# Counting the nodes of a unidirectional graph

Suppose that we have the above graph. The graph is directed and is unidirectional; that is, we can only traverse it from top to bottom.

We want to update the count of the nodes such that the count of any given node indicates the sum of the count of the node itself and the previous nodes, avoiding any duplicate nodes.

### Example

For $id:5$ the count will be the sum of counts of $id:1,2,3,4$. So, the count will be calculated as $Count(id:5) = \sum Count(ancestors) + selfCount$.

So, the $Count(id:5) = 5$ in this case.

### Implementation that has been thought of

One such implementation could be traversal from top to bottom, and updating the count levelwise (breadth-first search).

We could then add the count of previous nodes, and subtract the count of the LCA(Least Common Ancestor) node.

### Example

So, if we have to find the count of node $id:5$, we would get the following count:

$Count(id:5) = Count(id:5) + Count(id:2) + Count(id:3) + Count(id:4) - 2*Count(id:1) = 1 + 2 + 2 +2 - 2*1 = 5$

Here is the final graph that we are getting.

Another example:

$Count(id:7) = Count(id:7) + Count(id:5) + Count(id:6) - Count(id:4) = 5 + 3 - 2 +1 = 7$

### Problem

How do we remember the counts of ancestor nodes, when we are analyzing the counts of the current nodes?

It could be possible that the ancestor might not be immediately present, it could be far away at previous levels also.

Is there any algorithm that could solve the problem? I would really appreciate the help.

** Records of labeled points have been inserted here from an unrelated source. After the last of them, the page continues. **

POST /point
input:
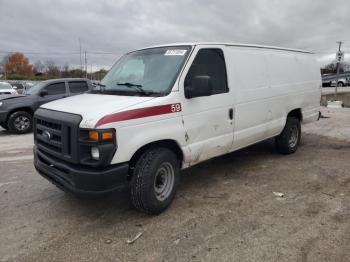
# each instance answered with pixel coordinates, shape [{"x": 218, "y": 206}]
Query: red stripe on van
[{"x": 139, "y": 113}]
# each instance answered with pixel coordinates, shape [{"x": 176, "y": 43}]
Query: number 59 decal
[{"x": 175, "y": 108}]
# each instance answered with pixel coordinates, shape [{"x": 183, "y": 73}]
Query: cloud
[{"x": 49, "y": 30}]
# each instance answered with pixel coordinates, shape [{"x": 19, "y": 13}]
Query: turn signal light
[
  {"x": 107, "y": 135},
  {"x": 94, "y": 135}
]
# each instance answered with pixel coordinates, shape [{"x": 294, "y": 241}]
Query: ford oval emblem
[{"x": 47, "y": 135}]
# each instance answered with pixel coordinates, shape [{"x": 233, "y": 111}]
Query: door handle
[{"x": 230, "y": 113}]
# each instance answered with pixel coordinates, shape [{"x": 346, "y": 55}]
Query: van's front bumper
[{"x": 81, "y": 180}]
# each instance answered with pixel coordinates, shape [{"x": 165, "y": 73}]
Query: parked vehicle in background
[
  {"x": 16, "y": 111},
  {"x": 7, "y": 89},
  {"x": 20, "y": 88},
  {"x": 166, "y": 108},
  {"x": 341, "y": 82}
]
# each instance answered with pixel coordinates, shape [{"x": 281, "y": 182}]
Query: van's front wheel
[
  {"x": 288, "y": 141},
  {"x": 155, "y": 180}
]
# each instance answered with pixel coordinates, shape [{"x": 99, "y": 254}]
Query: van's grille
[{"x": 56, "y": 134}]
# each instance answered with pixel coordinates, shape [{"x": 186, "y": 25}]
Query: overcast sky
[{"x": 107, "y": 28}]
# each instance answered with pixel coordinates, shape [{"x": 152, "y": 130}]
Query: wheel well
[
  {"x": 25, "y": 109},
  {"x": 296, "y": 113},
  {"x": 170, "y": 144}
]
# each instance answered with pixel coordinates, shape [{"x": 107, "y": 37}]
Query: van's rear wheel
[
  {"x": 288, "y": 141},
  {"x": 155, "y": 180},
  {"x": 4, "y": 126}
]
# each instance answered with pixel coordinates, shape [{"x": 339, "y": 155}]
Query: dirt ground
[{"x": 225, "y": 209}]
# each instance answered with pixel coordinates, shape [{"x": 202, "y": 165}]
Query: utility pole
[
  {"x": 339, "y": 58},
  {"x": 85, "y": 65},
  {"x": 81, "y": 62}
]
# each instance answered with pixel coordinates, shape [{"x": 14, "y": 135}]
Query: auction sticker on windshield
[{"x": 175, "y": 52}]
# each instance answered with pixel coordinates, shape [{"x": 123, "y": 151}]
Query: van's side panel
[
  {"x": 268, "y": 85},
  {"x": 249, "y": 80}
]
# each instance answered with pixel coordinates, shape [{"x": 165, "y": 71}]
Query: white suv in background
[{"x": 7, "y": 89}]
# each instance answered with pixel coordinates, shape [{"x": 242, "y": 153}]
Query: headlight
[
  {"x": 97, "y": 146},
  {"x": 95, "y": 153}
]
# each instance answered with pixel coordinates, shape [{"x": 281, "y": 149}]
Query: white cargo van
[{"x": 165, "y": 108}]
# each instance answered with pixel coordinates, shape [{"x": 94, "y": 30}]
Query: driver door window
[{"x": 209, "y": 62}]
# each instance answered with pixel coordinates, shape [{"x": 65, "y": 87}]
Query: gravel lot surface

You can build a graph $G'=(V,E')$ that comprises the same set of vertices $V$ from the input graph $G=(V,E)$ and whose set of edges $E'$ includes an edge $(v,u)$ for every edge $(u,v) \in E$. That is, $G'$ is the same graph as $G$, but with the edges reversed; therefore, $G'$ is also topologically sorted (in the same way as $G$, but in the opposite direction). You are looking for the number of successors (+1) of every vertex in $G'$. This can be found using depth-first search, starting a new traversal from every vertex and counting the nodes that you find. The running time of this algorithm is $O(mn)$, where $n$ is the number of vertices of the graph and $m$ is the number of edges. D.W.'s answer provides some useful links with approaches with slightly better running times.
If the original value of count is 1 in every node, then this is the problem of counting the number of successors of each node in a dag. That problem is discussed in https://cstheory.stackexchange.com/q/553/5038, which cites the best algorithms known for this problem. For sparse graphs, it is hard to do much better than running DFS separately from each vertex, which has running time approximately $O(VE)$. For dense graphs, you can build an algorithm whose running time is $O(V^\omega)$, where $\omega$ is the exponent for fast matrix multiplication ($\omega \approx 2.8$ in practice).